In the ongoing debate about which Australian city is the nation’s ‘best’ we look at shopping in our latest Sydney vs Melbourne showdown.
Sydney’s picturesque weekend markets at The Rocks and Opera House offer high-end crafts, jewellery, quality Australian souvenirs and gourmet treats. (Try the sensational nougat at The Rocks.) Paddington Market is a Sydney institution – cool vintage and a springboard for many designers, including the trio behind Dinosaur Designs. Bondi, Balmain and Glebe markets all have that happening inner-city vibe. Paddy’s Market (all new stuff) is to Sydney what the Queen Victoria Market is to Melbourne. The Sunday Market at the Victorian Arts Centre, under the Brunswick-green umbrellas, is popular with souveniring city visitors. That’s if you can tear yourself away from the Federation Square Book Market (both new and second-hand) across Swanston St. Outside the CBD, the pick of Melbourne’s markets are Camberwell Market on Sundays – the spot for vintage finds, vinyl and books, bric-a-brac and more – and The Esplanade Sunday market in seaside St Kilda, which claims to be Melbourne’s oldest arts and craft market. Craft Markets of Victoria rotate among four locations (see www.craftmarket.com.au) including Flemington Racecourse, and specialise in everything home-cooked, hand-made and home-grown. Lots of great nosh to take home or eat as you go, like Dutch pancakes and Spanish doughnuts.
It used to be said that Melbourne dines while Sydney goes out to eat. How the dining table has turned. Melbourne’s foodie scene is aghast at the decline of innovative, five-star restaurants, while $80 main courses and Sunday surcharges are swallowed up without complaint in Sydney. Nothing separates them in terms of food quality – Sydney’s Fish Market is a tourist attraction; the deli section at Melbourne’s Queen Victoria Market is a gourmand’s wonderland. But eating remains the No.1 sport in Melbourne and the top attraction for visitors.
Melbourne’s four distinct seasons (often in one day) provide more excuse to max out the credit card. Sydney’s the town for starlets and glamazons but the Melbourne shopping experience is more enjoyable and atmospheric. No interstate rivalry among the air-kissing fashionistas: both like to raid each other’s wardrobes. With good reason.
Winner: too tough to call
Sydney’s more outdoor orientation means faster, more tropical trends; Melbourne is, again, more serious and durable. Antique shopping feels less intimidating and more accessible in Sydney, with stores dotted along Parramatta Rd in the inner west, the Sydney Antique Centre in Surry Hills as well as the leafy Queen St in exclusive Woollahra. Slight edge to Melbourne because Melburnites do love to spend time and money on their nests. Church St Richmond, just north of the Yarra, has transformed itself into homewares central, and nearby Burnley, Bridge and Swan Streets offer everything from antique auction rooms to minimalist cool to recycled wood one-off pieces.
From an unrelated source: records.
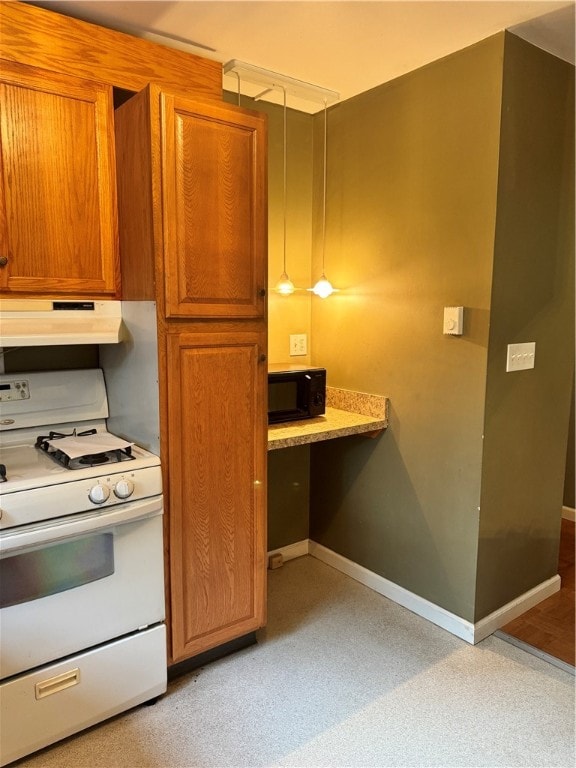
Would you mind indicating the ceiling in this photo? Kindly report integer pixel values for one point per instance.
(345, 46)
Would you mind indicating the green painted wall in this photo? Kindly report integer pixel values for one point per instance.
(288, 496)
(412, 182)
(527, 412)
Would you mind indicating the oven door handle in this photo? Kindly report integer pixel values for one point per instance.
(75, 525)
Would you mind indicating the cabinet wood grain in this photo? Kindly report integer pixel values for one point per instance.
(217, 489)
(58, 216)
(214, 227)
(60, 43)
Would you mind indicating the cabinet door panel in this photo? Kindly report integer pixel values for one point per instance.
(214, 222)
(216, 489)
(58, 217)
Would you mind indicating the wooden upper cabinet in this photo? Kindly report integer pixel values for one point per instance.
(209, 173)
(58, 214)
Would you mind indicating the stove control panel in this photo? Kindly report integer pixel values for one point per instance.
(98, 494)
(123, 489)
(17, 389)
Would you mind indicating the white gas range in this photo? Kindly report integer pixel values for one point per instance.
(81, 562)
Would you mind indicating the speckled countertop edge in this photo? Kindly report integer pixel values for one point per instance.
(335, 423)
(375, 406)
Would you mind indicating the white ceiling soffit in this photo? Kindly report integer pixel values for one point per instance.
(347, 47)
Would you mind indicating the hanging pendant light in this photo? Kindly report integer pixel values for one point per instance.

Melbourne is a Bibliophile’s heaven. Thank the weather. City and suburbs are studded with independent booksellers for whom books are a passion. Beacons in the book landscape include Readings Books & Music, with stores in Carlton, Hawthorn, Malvern and Port Melbourne; the venerable Hill of Content at the top of Bourke St, popular with literati and heavy hitters from Parliament (Jeff Kennett among the regulars); and The Avenue Bookshop in leafy Albert Park, which has won the Bookseller of the Year award numerous times. Kill City, in new premises on Swanston St, across the road from the Town Hall, provides over 15,000 titles and gory details of crimes both real and imagined.
Books for Cooks in Gertrude St Fitzroy can easily consume a whole afternoon (and if you get hungry there’s groovy Ladro just across the road). Book Street in Hampton is Nene King’s favourite bookshop in the whole world: “The smell of it is wonderful.” If you have to pick one location for books, go for Carlton. Populated by students from the Uni of Melbourne (with its own great bookshop), it has the flagship Readings on Lygon St, with Andrew’s Bookshop across the road, as well as the book supermarket Borders. A block away, side-by-side on Elgin St are Book Affair and Academic & General for pre-loved books. If you have a lot of time to browse, head to the Carlton Second-hand Bookshop, a terrace on Swanston St positively groaning with stacked shelves.
Gifts & Souvenirs
Sydney gets the lion’s share of overseas visitors and so has more of everything – both tasteful and tacky – to cater to this market. Koala purses, stubbie holders, novelty aprons and rude T-shirts abound, but also distinctive Aboriginal handicrafts, antiquarian prints and beautiful opal and south-sea pearl jewellery.